Martin Walliser indique que les séquelles d’un traumatisme cranio-cérébral mineur sont souvent ressenties de manière durable. Fatigue, maux de tête, vertiges ou troubles de l’équilibre, mais aussi déficit de concentration peuvent survenir de façon répétée si le blessé ne se ménage pas dès le début. «Afin d’éviter tout trouble de la concentration durable et des maux de tête chroniques, la victime doit, dans les premiers jours qui suivent une commotion cérébrale, réduire au minimum la stimulation ­visuelle, comme celle émanant d’un écran de télévision, d’ordinateur, de smartphone, etc.», explique-t-il. En effet, des chercheurs de l’Hôpital de l’Ile à Berne ont découvert que même un traumatisme cranio-cérébral mineur peut engendrer une dysfonction du métabolisme cérébral et provoquer des microsaignements et des troubles de la circulation sanguine. Cela endommage le fonctionnement à court et à long terme des cellules du cerveau.

Pour en savoir plus

Hefti/Walliser/Fluri/Walter, Erste Hilfe

für Wanderer und Bergsteiger, Editions du CAS, 2016 (trad. française prévue pour 2017)

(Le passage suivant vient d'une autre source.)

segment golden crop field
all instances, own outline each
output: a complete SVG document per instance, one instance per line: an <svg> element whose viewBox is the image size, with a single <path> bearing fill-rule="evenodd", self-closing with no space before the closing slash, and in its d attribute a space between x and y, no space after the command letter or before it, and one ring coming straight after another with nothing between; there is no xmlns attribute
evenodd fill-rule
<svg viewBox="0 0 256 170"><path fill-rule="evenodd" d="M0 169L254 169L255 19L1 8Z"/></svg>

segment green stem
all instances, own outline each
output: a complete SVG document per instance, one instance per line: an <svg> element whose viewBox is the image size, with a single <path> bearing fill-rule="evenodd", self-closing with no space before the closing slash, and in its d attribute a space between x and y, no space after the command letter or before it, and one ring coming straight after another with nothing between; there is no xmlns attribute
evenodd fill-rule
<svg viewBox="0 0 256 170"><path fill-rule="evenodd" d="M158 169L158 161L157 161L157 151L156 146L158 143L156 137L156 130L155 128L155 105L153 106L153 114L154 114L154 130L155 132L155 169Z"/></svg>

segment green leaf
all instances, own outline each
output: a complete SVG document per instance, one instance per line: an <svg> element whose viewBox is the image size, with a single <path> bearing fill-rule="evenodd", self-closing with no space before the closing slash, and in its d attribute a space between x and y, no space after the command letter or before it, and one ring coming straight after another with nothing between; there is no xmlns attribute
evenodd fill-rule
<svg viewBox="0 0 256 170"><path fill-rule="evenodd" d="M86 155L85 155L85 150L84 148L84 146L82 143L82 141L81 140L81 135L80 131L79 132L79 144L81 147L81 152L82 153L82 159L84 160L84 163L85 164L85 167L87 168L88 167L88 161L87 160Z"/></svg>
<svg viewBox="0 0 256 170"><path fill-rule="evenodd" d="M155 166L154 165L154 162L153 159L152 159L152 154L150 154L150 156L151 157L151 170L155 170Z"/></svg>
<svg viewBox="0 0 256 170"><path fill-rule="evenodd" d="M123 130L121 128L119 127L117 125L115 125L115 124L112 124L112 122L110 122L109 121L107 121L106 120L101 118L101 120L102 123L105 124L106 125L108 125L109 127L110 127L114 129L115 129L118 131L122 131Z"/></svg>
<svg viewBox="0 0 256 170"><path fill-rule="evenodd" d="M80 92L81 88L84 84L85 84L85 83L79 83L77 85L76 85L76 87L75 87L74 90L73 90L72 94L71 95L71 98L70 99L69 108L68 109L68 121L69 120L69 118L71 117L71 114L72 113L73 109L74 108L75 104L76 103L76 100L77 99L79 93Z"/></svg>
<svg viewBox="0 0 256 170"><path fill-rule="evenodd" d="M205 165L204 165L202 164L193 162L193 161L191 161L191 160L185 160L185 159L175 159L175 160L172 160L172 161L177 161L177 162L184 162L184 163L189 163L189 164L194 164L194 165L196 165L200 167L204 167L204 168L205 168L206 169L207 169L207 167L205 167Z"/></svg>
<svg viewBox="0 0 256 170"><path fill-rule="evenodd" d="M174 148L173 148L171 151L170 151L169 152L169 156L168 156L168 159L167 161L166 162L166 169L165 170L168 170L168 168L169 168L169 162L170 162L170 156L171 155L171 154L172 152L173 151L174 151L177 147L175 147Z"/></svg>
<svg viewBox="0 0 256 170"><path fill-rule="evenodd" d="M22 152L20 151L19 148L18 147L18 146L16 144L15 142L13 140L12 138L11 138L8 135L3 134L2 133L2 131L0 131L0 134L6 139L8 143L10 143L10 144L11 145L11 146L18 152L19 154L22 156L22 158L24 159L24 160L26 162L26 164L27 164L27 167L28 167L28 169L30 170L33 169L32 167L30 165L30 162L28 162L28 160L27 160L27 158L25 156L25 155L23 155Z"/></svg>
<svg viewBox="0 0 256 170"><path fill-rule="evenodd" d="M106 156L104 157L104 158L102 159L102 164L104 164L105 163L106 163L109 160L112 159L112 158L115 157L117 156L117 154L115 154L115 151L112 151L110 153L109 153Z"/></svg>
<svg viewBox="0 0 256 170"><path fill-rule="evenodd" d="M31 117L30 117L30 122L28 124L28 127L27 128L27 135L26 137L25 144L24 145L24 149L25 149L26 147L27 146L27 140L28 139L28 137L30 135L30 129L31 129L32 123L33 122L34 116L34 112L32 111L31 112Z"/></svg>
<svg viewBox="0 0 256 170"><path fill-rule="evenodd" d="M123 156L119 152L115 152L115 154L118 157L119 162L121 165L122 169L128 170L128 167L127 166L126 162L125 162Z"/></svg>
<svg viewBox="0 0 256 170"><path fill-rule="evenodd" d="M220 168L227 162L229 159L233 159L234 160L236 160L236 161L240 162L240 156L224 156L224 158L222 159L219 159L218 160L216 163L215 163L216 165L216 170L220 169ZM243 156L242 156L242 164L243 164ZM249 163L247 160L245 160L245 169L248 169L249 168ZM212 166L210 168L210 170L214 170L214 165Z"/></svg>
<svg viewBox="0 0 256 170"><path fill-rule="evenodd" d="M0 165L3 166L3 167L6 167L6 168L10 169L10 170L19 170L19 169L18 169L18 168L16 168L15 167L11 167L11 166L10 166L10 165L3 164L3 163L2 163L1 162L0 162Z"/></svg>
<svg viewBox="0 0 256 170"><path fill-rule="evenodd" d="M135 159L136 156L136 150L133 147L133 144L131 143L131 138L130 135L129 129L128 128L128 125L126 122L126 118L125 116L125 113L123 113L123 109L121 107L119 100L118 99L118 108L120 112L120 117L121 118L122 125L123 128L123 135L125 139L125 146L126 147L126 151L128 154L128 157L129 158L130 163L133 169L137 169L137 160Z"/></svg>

www.suva.ch/fr/lthv-informationsblatt.pdf

Remarques

Après un choc violent, dès qu’apparaissent des maux de tête, des nausées, des vomissements ou que l’on observe chez la victime une perturbation du déroulement de certains mouvements, des troubles langagiers, des blancs, il faut rapidement consulter un médecin. Toute modification structurelle dans le cerveau peut être diagnostiquée par une tomodensitométrie (CT).

Il n’existe aucun médicament pour soigner les séquelles d’une commotion cérébrale. Il ne faut pas ingérer de l’aspirine contre les maux de tête, car son effet anticoagulant augmenterait le risque d’hémorragie cérébrale et en rendrait le traitement plus difficile.

Après une commotion cérébrale ou un important traumatisme cranio-cérébral, il faut impérativement renoncer au sport aussi longtemps que des troubles sont perceptibles.